Not only does her art give to the viewer a new interpretation, Lucky is also a avid contributor to a few of San Francisco bay area charities. Recently, I asked her what organizations she likes to give to and why, and she replied:
“I believe that Auctions can be beneficial for artists. From increased exposure to new and previous art enthusiasts, buyers and gallery owners, to being able to utilize Auctions as a platform to gauge reactions to new directions one’s work by be taking. Personally, I prefer to donate new pieces whenever possible and to use the Auction as ‘focus group’ for my new work. I find this can only work really well if the Auction is well organized, if my artistic peers are also represented, and if it is well attended by a broad group of individuals knowledgeable in various sectors of the arts; RE: collecting, curating, managing arts programs, etc.
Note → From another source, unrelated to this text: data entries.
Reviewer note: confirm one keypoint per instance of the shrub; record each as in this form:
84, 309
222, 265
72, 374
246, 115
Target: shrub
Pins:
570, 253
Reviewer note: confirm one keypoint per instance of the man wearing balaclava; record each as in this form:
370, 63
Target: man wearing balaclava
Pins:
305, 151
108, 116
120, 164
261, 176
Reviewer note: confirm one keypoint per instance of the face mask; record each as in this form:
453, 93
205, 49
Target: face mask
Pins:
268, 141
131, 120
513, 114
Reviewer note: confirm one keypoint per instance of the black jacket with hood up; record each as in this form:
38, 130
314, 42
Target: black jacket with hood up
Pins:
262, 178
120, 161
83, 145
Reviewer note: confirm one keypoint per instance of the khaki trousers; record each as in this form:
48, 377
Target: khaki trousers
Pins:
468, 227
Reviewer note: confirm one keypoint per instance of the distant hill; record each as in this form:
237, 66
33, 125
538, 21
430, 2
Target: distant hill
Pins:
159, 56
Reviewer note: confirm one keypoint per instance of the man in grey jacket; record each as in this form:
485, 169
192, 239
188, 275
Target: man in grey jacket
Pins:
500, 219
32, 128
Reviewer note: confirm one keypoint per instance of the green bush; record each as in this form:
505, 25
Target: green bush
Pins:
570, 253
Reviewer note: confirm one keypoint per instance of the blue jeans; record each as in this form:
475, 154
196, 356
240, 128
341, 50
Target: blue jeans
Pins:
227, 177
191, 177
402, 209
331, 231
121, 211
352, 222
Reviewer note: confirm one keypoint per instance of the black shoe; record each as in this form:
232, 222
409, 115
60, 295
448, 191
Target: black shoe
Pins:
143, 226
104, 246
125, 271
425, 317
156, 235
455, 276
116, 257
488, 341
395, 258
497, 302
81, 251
As for my choice in which Auctions I support, it often comes down to organization, visibility, the attending audience, and usually my own personal emotional connection to the organization for which the Auction will benefit. Of course, my time as well plays a factor. Typically, each year I donate to 3 community based Auctions. For the past number of years, I have chosen to donate works to Art for Aids, because it is always an exciting and dynamic event that has an incredibly diverse constituent base, and they put a lot of time and planning into the event. It just so happens that this is also my favorite auction to attend in San Francisco. I also donate to Hospitality House because I personally love the work Andrea Schwartz supports and the venue at White Walls and Shooting Gallery is amazing. Here again, this auction always has a fun and actively participating crowd, and it differs greatly from Art for Aids so it enables me to once again expand my visibility and receive incredible community feedback on my new work. Lastly and almost religiously, I support ArtSpan’s annual auction because they are, in my belief, one of the most effective and long-standing supporters of local San Francisco-based artists. They have been so supportive of my work that I in turn want to give back to them as a way to articulate my gratitude for all that they have done for me and fellow San Franciscan artists.” Lucky Rapp
Go check out Lucky Rapp’s art this weekend in the Mission at 1890 Bryant St.
When: Nov. 6th-8th
Kirsten also blatantly looks back at old memories and paints them with fondness. Using the same colors as her other paintings, she captures a 70’s themed wood- paneled-room family portrait beautifully, not giving too much description to each of the family member’s facial features, allowing most anyone to identify who has ever seen an old yellowed family photo from the 70’s. Her work can be seen this weekend in the same building as Lucky’s, but Mission at 1890 Bryant St.
When: Nov. 6th-8th
Art Writer Alisa Scerrato Picks
Originally from Argentina, Monique Passicot creates South American inspired paintings, mostly from oils. Monique has been a longtime resident of the Corona Heights area and has participated in ArtSpan’s SF Open Studios for several years. When I met up with Monique in her beautiful home and studio nestled along the hillside on Temple Street, she introduced me to her dog, Booda. She picked him up and said, “Look at him. He’s so relaxed. He’s almost like a cat!” Booda is one her greatest inspirations along with people, music, and “just about everything.” One of Monique’s featured paintings this weekend will be the one shown here entitled, “Insomia.”
Where: 16 Temple St.
When: November 7th and 8th from 11-6.
For more than three decades, Sharon Steuer has been exploring ways to combine traditional and digital art-making tools. Both an author and artist, Sharon revels in spontaneously sketching people on public transit. You might spot her drawing portraits of unsuspecting Muni or BART riders (and their pets), which she draws by using pen and paper that magically digitizes tweaking on the computer.
Images: “Man with hat and glasses on Muni,” digital pen and paper drawing. “Dog on BART,” digital pen and paper drawing.